Japon – Importations parallèles : la riposte impossible ?

Analyse, Point juridique  | 

La Chambre est heureuse d’ouvrir sa rubrique « Point Juridique » à un article aimablement fourni par Landry GUESDON, Avocat aux Barreaux de Paris et Tokyo (GJB), du Cabinet IWATA GODO LAW OFFICE

Pour importer des produits haut de gamme au Japon, le canal principal est celui des revendeurs et autres intermédiaires officiels ou agréés (grossistes, distributeurs ou agents au Japon). L'autre canal est celui des importations parallèles. L'importation parallèle de produits authentiques était autrefois considérée comme une violation des droits du titulaire local de la marque et la jurisprudence compte bon nombre de décisions défavorables aux parallélistes dans les années 60 (stylos Parker, café Nestlé, aspirine Bayer, etc.). Mais en 1970, le Tribunal de District d'Osaka juge, dans un autre arrêt Parker, que, sous certaines conditions, l'importation parallèle de produits authentiques ne constitue pas une violation caractérisée des droits des titulaires locaux de la marque. En 1972, le Ministère des Finances émet une directive destinée à l'administration des douanes affirmant que les importations parallèles de produits authentiques ne portent pas atteinte aux droits de marque.

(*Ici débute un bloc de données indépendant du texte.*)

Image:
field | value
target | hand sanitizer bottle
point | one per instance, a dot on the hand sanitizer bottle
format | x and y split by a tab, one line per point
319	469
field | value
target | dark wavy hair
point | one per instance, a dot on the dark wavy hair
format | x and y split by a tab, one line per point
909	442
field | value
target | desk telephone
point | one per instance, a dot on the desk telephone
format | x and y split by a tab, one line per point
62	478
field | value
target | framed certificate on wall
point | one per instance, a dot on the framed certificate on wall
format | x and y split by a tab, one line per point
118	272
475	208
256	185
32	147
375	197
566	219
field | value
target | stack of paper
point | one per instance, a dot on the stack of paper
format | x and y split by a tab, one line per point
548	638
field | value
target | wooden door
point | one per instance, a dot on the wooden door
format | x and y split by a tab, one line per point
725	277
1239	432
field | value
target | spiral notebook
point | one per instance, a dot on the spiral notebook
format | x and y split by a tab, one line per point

L’autorité de la concurrence nippone, la Japan Fair Trade Commission, s’affiche clairement en faveur des importations parallèles qui bénéficient globalement au consommateur. Cette position officielle est exprimée dans ses "Lignes directrices concernant les réseaux de distribution et les pratiques commerciales" de 1991. La mise en œuvre de mesures visant à faire obstacle aux importations parallèles, dès lors qu'elle a pour objectif le maintien du niveau des prix de produits couverts par un contrat de distribution exclusive, pose un problème au regard de la Loi anti-monopole (Article 19) qui dispose qu'un entrepreneur ne saurait avoir recours à des pratiques commerciales déloyales. Quelques exceptions sont prévues: (a) lorsqu'il convient de prévenir tout risque de confusion dans l'esprit du public s'agissant de produits similaires à ceux distribués par un distributeur exclusif quoique différents quant à leurs spécifications ou en termes de qualité en raison d'une fausse indication d'origine ou pour toute autre raison; ou (b) lorsqu'un produit, pourtant vendu en toute légalité à l'étranger, risque de porter atteinte à la réputation d'un produit distribué localement car constituant une menace pour la santé ou la sécurité des consommateurs du fait de la détérioration de sa qualité.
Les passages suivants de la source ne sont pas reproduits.